Interroger à voix haute des personnages de jeux vidéo et les voir vous répondre de manière improvisée, grâce à l’intelligence artificielle (IA) générative. Telle est la promesse formulée par Neo NPC d’Ubisoft ou Nvidia ACE, des prototypes respectivement présentés à la Game Developers Conference de San Francisco, le 20 mars, et au Consumer Electronics Show de Las Vegas, en janvier.
Pour le moment, aucun jeu mis sur le marché n’intègre ces technologies recourant à des apprentissages neuronaux, gourmands en ressources et en énergie. Mais elles interrogent : vont-elles mettre KO les traditionnelles IA qui, dans les jeux vidéo, définissent le fonctionnement des mondes et les comportements des personnages non-joueurs (PNJ) ?
Dès sa naissance, l’IA a noué une relation avec le jeu. On en retrouve la trace dès 1956, lorsque sont formulés le nom et les principes de cette discipline scientifique durant des ateliers au Dartmouth College, une université du New Hampshire. « Parmi les objectifs visés, il y avait celui de créer un joueur d’échecs », explique Eric Jacopin, programmeur pour le studio Hawkswell et ancien responsable du laboratoire d’informatique de l’Ecole spéciale militaire de Saint-Cyr.

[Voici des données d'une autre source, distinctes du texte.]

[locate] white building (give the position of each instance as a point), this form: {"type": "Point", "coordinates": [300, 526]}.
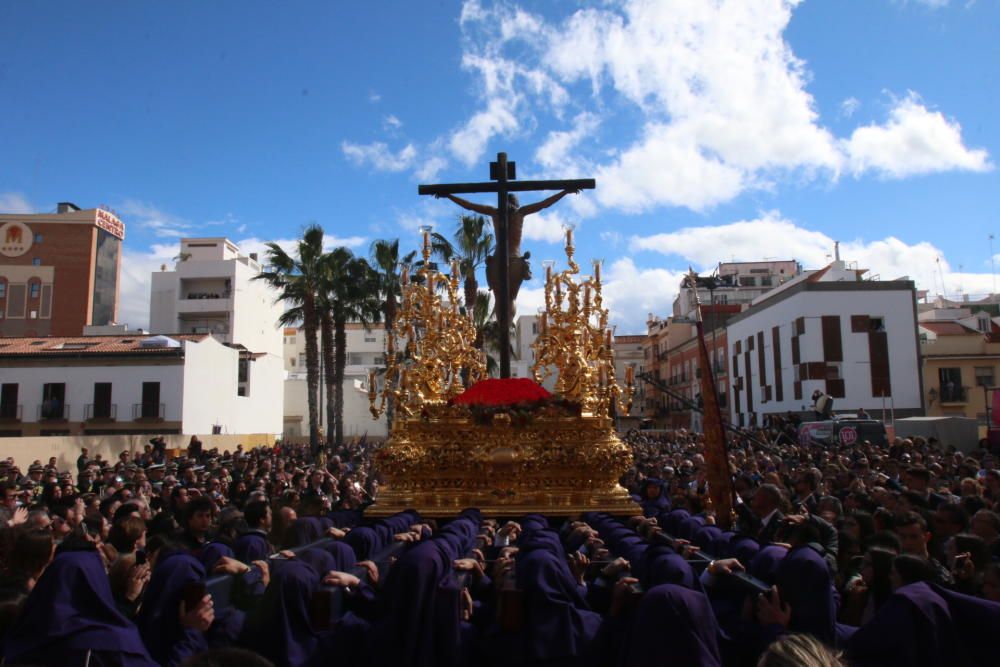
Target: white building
{"type": "Point", "coordinates": [211, 290]}
{"type": "Point", "coordinates": [133, 384]}
{"type": "Point", "coordinates": [365, 350]}
{"type": "Point", "coordinates": [828, 330]}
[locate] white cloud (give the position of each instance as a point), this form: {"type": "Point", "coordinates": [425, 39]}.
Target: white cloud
{"type": "Point", "coordinates": [378, 156]}
{"type": "Point", "coordinates": [722, 100]}
{"type": "Point", "coordinates": [469, 143]}
{"type": "Point", "coordinates": [913, 141]}
{"type": "Point", "coordinates": [849, 106]}
{"type": "Point", "coordinates": [753, 240]}
{"type": "Point", "coordinates": [547, 227]}
{"type": "Point", "coordinates": [15, 202]}
{"type": "Point", "coordinates": [136, 276]}
{"type": "Point", "coordinates": [555, 152]}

Des fantômes et des lombrics
Il faut néanmoins attendre les premiers succès du jeu d’arcade pour que le grand public découvre les IA ludiques. La popularité de Pac-Man (1980) n’aurait ainsi pas été la même sans l’IA animant les quatre fantômes qui font face au héros glouton. C’est grâce à elle que ceux-ci alternent entre différents rôles – neutre, agressif ou fuyant – dans le célèbre titre de Namco.

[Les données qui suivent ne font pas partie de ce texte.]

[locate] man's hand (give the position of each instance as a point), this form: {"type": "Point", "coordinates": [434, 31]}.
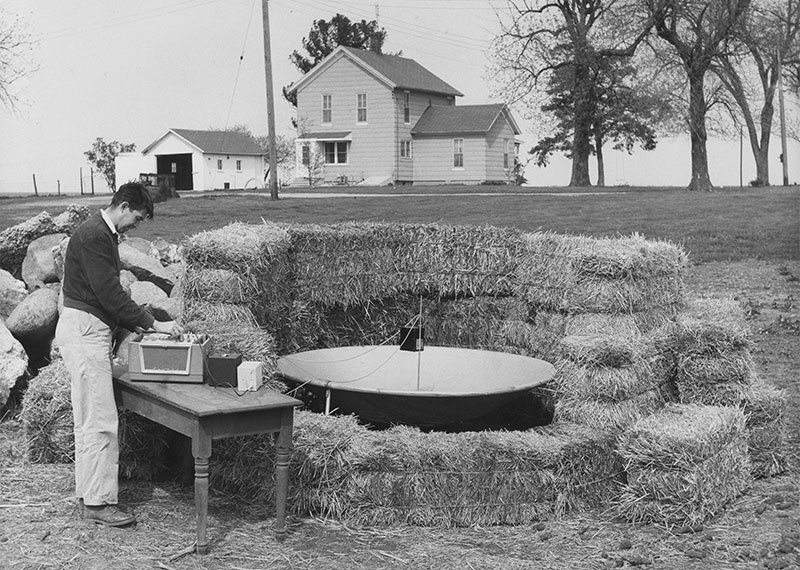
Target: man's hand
{"type": "Point", "coordinates": [172, 328]}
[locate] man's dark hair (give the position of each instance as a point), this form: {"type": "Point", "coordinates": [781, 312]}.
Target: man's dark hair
{"type": "Point", "coordinates": [137, 197]}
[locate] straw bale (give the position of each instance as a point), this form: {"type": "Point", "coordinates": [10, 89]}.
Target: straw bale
{"type": "Point", "coordinates": [47, 416]}
{"type": "Point", "coordinates": [604, 350]}
{"type": "Point", "coordinates": [712, 326]}
{"type": "Point", "coordinates": [764, 407]}
{"type": "Point", "coordinates": [604, 383]}
{"type": "Point", "coordinates": [47, 420]}
{"type": "Point", "coordinates": [477, 478]}
{"type": "Point", "coordinates": [690, 494]}
{"type": "Point", "coordinates": [681, 435]}
{"type": "Point", "coordinates": [608, 415]}
{"type": "Point", "coordinates": [577, 274]}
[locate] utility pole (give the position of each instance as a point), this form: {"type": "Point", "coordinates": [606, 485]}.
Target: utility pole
{"type": "Point", "coordinates": [273, 154]}
{"type": "Point", "coordinates": [784, 150]}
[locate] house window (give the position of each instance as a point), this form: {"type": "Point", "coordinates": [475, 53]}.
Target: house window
{"type": "Point", "coordinates": [458, 153]}
{"type": "Point", "coordinates": [327, 108]}
{"type": "Point", "coordinates": [362, 107]}
{"type": "Point", "coordinates": [336, 152]}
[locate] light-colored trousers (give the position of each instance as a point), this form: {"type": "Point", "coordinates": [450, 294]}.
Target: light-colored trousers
{"type": "Point", "coordinates": [85, 345]}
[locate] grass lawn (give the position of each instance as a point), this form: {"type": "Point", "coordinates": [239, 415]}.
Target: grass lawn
{"type": "Point", "coordinates": [729, 224]}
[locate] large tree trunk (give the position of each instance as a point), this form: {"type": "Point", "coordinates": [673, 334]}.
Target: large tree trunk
{"type": "Point", "coordinates": [581, 147]}
{"type": "Point", "coordinates": [697, 131]}
{"type": "Point", "coordinates": [598, 150]}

Guidés par le modèle mathématique de l’automate avec un nombre fini d’états, ils passent de l’un à l’autre en fonction des actions du joueur et de périodes attribuées à chaque comportement. A ce système se superpose la personnalité individuelle de chaque fantôme. Par exemple, le rouge est un chasseur inlassable tandis que le rose tend des embuscades.

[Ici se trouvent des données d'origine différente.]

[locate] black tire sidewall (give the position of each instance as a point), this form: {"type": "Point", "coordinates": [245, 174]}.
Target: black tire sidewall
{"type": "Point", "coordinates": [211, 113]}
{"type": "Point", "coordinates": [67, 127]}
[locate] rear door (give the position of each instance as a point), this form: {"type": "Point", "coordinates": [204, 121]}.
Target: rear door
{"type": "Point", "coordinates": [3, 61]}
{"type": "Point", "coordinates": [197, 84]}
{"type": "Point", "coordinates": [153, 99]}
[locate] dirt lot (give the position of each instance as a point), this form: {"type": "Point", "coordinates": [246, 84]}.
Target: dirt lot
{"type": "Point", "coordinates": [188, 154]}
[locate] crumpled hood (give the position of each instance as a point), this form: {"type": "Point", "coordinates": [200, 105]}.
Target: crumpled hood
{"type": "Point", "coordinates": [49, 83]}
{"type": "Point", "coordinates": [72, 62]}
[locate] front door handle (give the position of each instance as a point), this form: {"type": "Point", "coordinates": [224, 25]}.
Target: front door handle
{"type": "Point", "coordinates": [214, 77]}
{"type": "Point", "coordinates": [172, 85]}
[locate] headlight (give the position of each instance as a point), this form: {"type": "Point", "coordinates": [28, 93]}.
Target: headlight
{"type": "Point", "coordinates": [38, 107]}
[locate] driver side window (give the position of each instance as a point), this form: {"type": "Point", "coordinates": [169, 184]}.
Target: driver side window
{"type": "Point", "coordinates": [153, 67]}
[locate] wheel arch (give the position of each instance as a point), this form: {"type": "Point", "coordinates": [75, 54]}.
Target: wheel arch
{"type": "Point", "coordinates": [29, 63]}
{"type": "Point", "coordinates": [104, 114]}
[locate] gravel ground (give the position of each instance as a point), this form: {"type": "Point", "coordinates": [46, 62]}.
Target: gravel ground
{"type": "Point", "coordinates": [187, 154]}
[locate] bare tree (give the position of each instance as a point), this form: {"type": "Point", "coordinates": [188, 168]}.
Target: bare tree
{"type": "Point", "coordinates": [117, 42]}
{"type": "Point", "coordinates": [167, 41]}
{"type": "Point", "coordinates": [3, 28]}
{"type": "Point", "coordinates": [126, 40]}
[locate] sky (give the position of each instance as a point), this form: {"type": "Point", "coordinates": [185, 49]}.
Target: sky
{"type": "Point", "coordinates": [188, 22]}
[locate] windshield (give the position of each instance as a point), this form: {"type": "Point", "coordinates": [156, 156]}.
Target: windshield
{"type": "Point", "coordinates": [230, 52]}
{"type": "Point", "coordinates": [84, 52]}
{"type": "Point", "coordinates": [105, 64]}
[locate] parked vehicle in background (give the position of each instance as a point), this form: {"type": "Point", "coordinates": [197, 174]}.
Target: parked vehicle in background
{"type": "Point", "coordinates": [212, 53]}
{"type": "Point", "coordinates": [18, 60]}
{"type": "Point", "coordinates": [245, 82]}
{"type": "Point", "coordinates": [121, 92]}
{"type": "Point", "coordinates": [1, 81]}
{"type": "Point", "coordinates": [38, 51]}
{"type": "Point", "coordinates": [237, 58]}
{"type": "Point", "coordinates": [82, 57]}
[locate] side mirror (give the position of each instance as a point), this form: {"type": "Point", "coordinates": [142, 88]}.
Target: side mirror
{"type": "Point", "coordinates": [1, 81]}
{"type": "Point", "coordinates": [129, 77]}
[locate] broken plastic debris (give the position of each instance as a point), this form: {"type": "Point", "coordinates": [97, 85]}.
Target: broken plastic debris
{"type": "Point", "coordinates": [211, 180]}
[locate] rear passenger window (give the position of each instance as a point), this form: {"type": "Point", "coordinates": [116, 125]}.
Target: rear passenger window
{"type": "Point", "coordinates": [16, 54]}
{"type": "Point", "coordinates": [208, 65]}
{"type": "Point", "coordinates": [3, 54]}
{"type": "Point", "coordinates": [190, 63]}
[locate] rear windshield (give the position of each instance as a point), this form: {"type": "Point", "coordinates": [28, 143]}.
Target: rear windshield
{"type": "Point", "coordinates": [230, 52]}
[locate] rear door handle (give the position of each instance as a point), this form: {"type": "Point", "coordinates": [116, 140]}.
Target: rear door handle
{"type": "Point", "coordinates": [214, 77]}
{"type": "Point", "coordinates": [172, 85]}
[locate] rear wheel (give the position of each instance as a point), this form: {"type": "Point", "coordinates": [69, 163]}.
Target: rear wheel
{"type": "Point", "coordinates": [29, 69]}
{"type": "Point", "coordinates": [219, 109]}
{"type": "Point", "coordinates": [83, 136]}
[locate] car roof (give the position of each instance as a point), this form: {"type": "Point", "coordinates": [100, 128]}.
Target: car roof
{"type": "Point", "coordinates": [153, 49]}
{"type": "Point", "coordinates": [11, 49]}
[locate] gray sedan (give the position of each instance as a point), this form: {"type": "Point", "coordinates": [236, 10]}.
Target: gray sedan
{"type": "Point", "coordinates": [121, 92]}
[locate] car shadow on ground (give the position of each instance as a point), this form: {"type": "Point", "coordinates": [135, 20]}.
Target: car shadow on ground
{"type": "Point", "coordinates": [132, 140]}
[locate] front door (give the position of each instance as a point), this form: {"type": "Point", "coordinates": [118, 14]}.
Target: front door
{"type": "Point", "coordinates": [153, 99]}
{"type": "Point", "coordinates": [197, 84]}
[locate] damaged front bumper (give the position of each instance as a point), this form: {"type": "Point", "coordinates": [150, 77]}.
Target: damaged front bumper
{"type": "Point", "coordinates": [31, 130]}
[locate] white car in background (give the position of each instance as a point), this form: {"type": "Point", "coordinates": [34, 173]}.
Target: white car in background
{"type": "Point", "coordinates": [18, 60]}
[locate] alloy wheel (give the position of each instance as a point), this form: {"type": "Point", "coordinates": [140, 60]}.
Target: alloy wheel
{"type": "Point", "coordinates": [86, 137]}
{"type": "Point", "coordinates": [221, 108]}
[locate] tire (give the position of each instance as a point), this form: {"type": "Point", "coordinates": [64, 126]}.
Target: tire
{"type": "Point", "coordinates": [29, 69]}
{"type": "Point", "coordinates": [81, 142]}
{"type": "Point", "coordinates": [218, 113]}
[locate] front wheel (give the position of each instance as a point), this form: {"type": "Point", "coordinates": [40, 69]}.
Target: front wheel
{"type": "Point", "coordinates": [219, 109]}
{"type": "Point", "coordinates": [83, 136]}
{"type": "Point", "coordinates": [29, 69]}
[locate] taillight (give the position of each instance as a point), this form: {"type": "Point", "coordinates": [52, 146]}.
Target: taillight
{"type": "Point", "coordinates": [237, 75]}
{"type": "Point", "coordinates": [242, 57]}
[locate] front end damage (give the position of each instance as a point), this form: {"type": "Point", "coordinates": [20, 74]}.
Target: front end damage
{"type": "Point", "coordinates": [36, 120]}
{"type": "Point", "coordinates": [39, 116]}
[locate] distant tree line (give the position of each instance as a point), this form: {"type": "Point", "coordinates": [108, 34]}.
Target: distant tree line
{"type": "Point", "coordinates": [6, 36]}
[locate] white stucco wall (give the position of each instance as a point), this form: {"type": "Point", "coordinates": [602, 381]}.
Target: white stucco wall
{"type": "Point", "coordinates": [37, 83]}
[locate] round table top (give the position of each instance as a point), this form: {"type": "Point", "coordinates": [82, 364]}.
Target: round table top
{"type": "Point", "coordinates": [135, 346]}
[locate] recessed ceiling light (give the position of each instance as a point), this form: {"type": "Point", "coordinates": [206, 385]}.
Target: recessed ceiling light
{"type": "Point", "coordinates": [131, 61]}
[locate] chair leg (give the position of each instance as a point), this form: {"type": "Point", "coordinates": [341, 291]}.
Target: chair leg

Révolutionnaires aux débuts des jeux vidéo, ces IA ne bluffent pas longtemps les joueurs avertis. « On peut esquiver les comportements parce que ce qui est modélisé est très simple, avance Eric Jacopin. Les fantômes sont un peu comme les lombrics, qui n’ont que trois cents neurones dans leur cerveau et ne réagissent qu’à des stimulus simples. » Dès 1982, un livre est d’ailleurs publié pour apprendre à les anticiper : How to Win at Pac-Man (Pocket Books, non traduit).
Ms. Pac-Man (1982), conçu par les Américains de General Computer Corporation, vient alors complexifier la donne. La machine intègre une part de hasard dans les changements d’états et les routines des adversaires. « Les humains sont très performants pour anticiper les choses qu’ils ont déjà vues auparavant. Donc quand les fantômes sont devenus plus aléatoires, la difficulté est montée d’un cran et le fun aussi. Dans les termes de l’IA, on traduit cela comme le passage d’un problème déterministe à un problème non déterministe », résume Tommy Thompson, consultant en IA pour l’industrie du jeu vidéo, qui vulgarise ces sujets sur la chaîne YouTube AI and Games.